CLASSIC ASHLEY!!! Simply classic.


----------



## kilagal (Nov 8, 2011)

First pray that my dh makes it home safe. He works about 15 miles from home. But to make it worse he works in a grocery store. A huge one shall we say that you have to have a card to shop in.
We have talked about it and he has said I am not to leave this house if something happens. Lock the doors and have all the protection handy at all times. And of course have firewood in the house so I wouldn't have to go out to get any for a few days. 
No doubt I would get my canners out and start working on the freezers getting them worked up. Recheck all water containers and do laundry as well if possible.
And keep a low profile at all times. But would not run to town for anything unless dh called me to come a backroad with my 4X4 truck to get him. 
And keep praying at all times.


----------



## BillM (Dec 29, 2010)

I will just do the best I can with what I have prepaired to do it with.

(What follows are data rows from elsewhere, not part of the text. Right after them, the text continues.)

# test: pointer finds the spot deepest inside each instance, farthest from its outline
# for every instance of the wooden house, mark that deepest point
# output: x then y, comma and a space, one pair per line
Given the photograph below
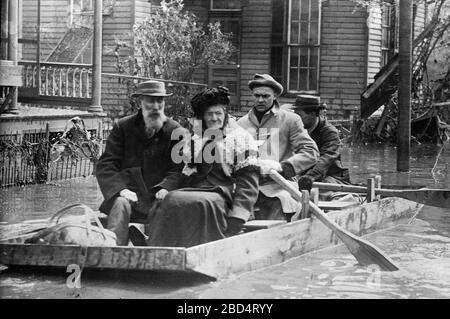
332, 48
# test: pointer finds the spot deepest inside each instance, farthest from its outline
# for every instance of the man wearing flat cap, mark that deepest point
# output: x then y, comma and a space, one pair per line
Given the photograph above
284, 145
329, 168
136, 167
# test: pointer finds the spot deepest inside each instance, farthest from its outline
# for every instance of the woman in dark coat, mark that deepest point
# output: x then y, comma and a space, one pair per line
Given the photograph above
219, 183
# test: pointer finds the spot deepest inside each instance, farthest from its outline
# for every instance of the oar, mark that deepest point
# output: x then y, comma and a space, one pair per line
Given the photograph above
364, 252
431, 197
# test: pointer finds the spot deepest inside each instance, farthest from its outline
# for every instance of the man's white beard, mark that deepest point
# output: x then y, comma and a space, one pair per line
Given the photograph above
154, 124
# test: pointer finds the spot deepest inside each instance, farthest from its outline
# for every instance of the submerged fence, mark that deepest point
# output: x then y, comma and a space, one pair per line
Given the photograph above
26, 158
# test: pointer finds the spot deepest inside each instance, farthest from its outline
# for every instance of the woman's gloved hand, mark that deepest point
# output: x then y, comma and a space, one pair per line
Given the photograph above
288, 171
267, 165
305, 182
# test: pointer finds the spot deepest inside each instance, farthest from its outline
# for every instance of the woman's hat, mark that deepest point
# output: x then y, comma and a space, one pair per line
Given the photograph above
308, 103
151, 88
209, 97
265, 80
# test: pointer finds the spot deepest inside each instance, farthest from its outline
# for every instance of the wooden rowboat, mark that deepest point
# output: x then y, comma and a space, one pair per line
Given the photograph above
271, 243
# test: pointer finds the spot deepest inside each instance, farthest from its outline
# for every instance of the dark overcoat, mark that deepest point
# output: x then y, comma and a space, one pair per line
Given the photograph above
132, 160
327, 139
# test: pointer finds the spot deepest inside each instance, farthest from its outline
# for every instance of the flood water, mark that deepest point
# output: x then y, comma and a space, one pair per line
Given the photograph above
421, 248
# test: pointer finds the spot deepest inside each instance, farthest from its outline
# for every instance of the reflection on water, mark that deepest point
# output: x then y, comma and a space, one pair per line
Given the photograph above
428, 166
421, 249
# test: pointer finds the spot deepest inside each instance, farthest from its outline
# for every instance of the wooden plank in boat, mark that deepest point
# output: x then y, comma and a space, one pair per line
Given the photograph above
262, 224
245, 252
336, 205
254, 250
139, 258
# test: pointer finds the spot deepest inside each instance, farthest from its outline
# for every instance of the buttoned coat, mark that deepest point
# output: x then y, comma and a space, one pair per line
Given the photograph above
327, 139
133, 161
282, 138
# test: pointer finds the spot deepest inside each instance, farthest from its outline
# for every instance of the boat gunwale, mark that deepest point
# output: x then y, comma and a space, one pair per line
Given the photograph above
189, 255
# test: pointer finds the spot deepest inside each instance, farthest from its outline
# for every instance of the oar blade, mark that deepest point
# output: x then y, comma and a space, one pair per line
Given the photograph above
430, 197
367, 254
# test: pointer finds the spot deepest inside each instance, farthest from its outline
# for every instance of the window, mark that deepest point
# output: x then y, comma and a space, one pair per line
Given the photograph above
303, 45
225, 5
277, 44
81, 12
388, 42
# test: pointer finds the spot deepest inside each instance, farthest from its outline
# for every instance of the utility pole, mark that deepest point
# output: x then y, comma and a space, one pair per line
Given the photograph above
404, 86
96, 106
13, 44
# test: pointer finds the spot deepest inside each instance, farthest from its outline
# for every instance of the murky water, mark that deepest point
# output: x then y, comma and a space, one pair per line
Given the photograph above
421, 249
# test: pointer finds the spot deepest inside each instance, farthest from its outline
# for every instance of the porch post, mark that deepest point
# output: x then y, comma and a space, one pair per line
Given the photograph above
4, 31
13, 19
97, 59
404, 86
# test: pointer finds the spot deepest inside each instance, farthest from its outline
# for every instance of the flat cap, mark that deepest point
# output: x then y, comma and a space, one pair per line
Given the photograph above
265, 80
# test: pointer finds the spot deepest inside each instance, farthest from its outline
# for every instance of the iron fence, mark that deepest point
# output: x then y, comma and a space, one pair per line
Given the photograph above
25, 158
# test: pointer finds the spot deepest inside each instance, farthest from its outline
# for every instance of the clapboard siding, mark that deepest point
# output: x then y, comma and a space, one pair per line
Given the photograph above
28, 26
54, 20
374, 25
114, 93
142, 10
343, 56
200, 9
255, 45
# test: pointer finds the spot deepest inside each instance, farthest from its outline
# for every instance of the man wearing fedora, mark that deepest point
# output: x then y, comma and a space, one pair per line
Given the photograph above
136, 167
329, 168
284, 145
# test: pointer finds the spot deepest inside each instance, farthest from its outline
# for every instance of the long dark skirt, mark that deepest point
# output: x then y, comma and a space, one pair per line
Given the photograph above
187, 218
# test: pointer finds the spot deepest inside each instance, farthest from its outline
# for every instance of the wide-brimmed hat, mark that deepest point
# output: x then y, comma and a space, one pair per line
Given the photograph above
265, 80
308, 103
151, 88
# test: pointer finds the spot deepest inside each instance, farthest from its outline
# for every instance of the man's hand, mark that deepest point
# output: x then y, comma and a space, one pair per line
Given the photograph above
161, 194
234, 226
288, 171
305, 182
128, 195
267, 165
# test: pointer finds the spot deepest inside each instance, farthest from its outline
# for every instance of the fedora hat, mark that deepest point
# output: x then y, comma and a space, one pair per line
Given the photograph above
151, 88
308, 103
265, 80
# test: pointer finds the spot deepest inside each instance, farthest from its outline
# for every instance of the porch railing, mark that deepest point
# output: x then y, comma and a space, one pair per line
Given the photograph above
53, 79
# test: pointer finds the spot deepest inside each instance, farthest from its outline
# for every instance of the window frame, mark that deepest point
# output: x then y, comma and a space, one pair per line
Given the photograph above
211, 8
289, 46
388, 52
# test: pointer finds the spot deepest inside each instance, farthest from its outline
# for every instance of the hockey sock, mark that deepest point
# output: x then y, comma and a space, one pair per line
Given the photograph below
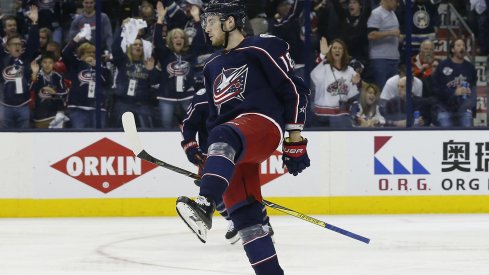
217, 175
260, 250
266, 219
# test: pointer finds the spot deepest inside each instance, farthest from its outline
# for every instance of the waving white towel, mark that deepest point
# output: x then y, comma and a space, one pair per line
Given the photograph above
130, 32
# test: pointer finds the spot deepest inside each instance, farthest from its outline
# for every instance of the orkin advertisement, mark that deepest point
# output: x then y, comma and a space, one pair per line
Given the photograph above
100, 165
419, 163
343, 164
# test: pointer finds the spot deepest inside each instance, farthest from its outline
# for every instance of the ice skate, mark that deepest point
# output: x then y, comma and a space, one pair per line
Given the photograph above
197, 214
232, 234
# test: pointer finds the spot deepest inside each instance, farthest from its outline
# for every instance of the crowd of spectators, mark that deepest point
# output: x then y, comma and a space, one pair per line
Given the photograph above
153, 53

My wife on the other hand will be Jerry Lewis on the deck of the Titanic for a while .


----------



## invision (Aug 14, 2012)

This weekend, my wife and I hit the road up to NC for some game play.... And right before we left, I thought of this thread.... Daughter at her dad's for the weekend, but we would be in NC and SHTF.... It was just an eye opener...


----------



## Turtle (Dec 10, 2009)

If it were to hit RIGHT NOW? That would probably be the best time for it to happen: during the week and late at night. 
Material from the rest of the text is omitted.